Cryptocurrency mining used to be something you could do easily; however, those days are long gone. Today, whether you’re mining Bitcoin, Litecoin, DASH, or a host of other cryptocurrencies, the most effective way to do so is with a piece of hardware known as an ASIC miner. Application specific integrated circuits, or ASICs, are chips that are designed with a singular purpose, ranging from audio processing to managing a cellphone call. But, in terms of cryptocurrency, these chips are meant to specifically mine using each ASIC determined cryptographic algorithm. Confusing? Keep reading!
What an ASIC miner actually does
In a nutshell, mining is the process of running complicated calculations in the search for a specific number. Mining hardware, whether it’s an ASIC miner or a GPU mining rig, has to run through many calculations before finding that number. In proof of work systems like Bitcoin, the first one to find that number gets a reward — at the time of writing, 12.5 Bitcoins. That’s worth around $110,00.
There are so many people and powerful computing systems trying to mine Bitcoin though, that almost everyone bands together with a group of miners to try and find that number. That said, miners tend to earn more if they have faster hardware. That’s why people who can afford it opt for ASIC miners because it gives them the greatest chance of earning cryptocurrency in exchange for their investment.
Each cryptocurrency has its own cryptographic hash algorithm and ASIC miners are designed to mine using that specific algorithm. Bitcoin ASIC miners are actually designed to calculate the SHA-256 hash algorithm. In the case of Litecoin, Scrypt. That means technically they could mine any other coin that’s based on the same algorithm, though typically people who buy ASIC hardware designed with one particular coin in mind, mine that coin.
For a more in-depth look at what mining actually is, here’s our detailed guide.
What makes an ASIC miner better?
ASIC miners differ from a graphics card or CPU mining system in that those more general pieces of hardware are designed to do more than one thing.

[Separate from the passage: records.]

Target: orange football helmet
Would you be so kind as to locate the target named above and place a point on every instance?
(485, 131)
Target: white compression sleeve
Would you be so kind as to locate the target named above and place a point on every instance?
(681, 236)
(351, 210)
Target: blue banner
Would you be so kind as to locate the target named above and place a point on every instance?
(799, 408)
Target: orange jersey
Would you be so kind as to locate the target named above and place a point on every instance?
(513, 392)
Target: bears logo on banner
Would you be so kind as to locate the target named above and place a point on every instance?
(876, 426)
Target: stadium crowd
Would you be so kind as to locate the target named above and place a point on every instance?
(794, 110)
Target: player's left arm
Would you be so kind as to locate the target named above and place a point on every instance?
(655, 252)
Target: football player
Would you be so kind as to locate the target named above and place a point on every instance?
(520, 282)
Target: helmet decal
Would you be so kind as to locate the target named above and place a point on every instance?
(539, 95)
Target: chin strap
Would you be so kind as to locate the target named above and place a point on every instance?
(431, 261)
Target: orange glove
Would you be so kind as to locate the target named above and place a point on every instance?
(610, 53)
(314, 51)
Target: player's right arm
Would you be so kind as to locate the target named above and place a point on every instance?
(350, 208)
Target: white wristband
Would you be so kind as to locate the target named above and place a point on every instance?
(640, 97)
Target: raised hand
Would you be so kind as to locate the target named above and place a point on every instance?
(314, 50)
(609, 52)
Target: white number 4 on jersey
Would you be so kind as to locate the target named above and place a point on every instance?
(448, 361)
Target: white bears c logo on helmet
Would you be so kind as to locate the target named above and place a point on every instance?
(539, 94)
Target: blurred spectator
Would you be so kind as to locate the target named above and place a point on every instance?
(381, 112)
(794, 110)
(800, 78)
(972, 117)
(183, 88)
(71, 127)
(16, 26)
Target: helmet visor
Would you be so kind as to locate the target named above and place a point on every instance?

They also just happen to do it better than anything with a more general purpose focus.
When it comes to mining cryptocurrencies, all that really matters is that the cryptocurrency you mine is worth more than what you spend on hardware and electricity. Those margins can be closer than you might think, because mining cryptocurrency can be expensive. Hardware can be costly to buy up front, and some of it can cost thousands of dollars a year in electricity to run.
So when it comes to the mining hardware you choose, having more efficient systems is incredibly important. That’s where ASIC miners come in. Since they are designed from the ground up to perform the calculations required by a specific cryptographic hash algorithm used by an individual, or handful of, cryptocurrencies, they are incredibly efficient at doing so. They’re powerful — offering a high “hashrate” — and energy efficient, using far less power than a more general piece of hardware might do for the same task.
This combination of performance and low-power usage makes them much more economical to run than more general purpose hardware. That’s why in the case of Bitcoin and Litecoin, ASIC mining is just about the only way anyone mines those cryptocurrencies any more. If the new Ethereum ASIC miner turns out to be just as successful, that could soon be the case for that popular cryptocurrency too.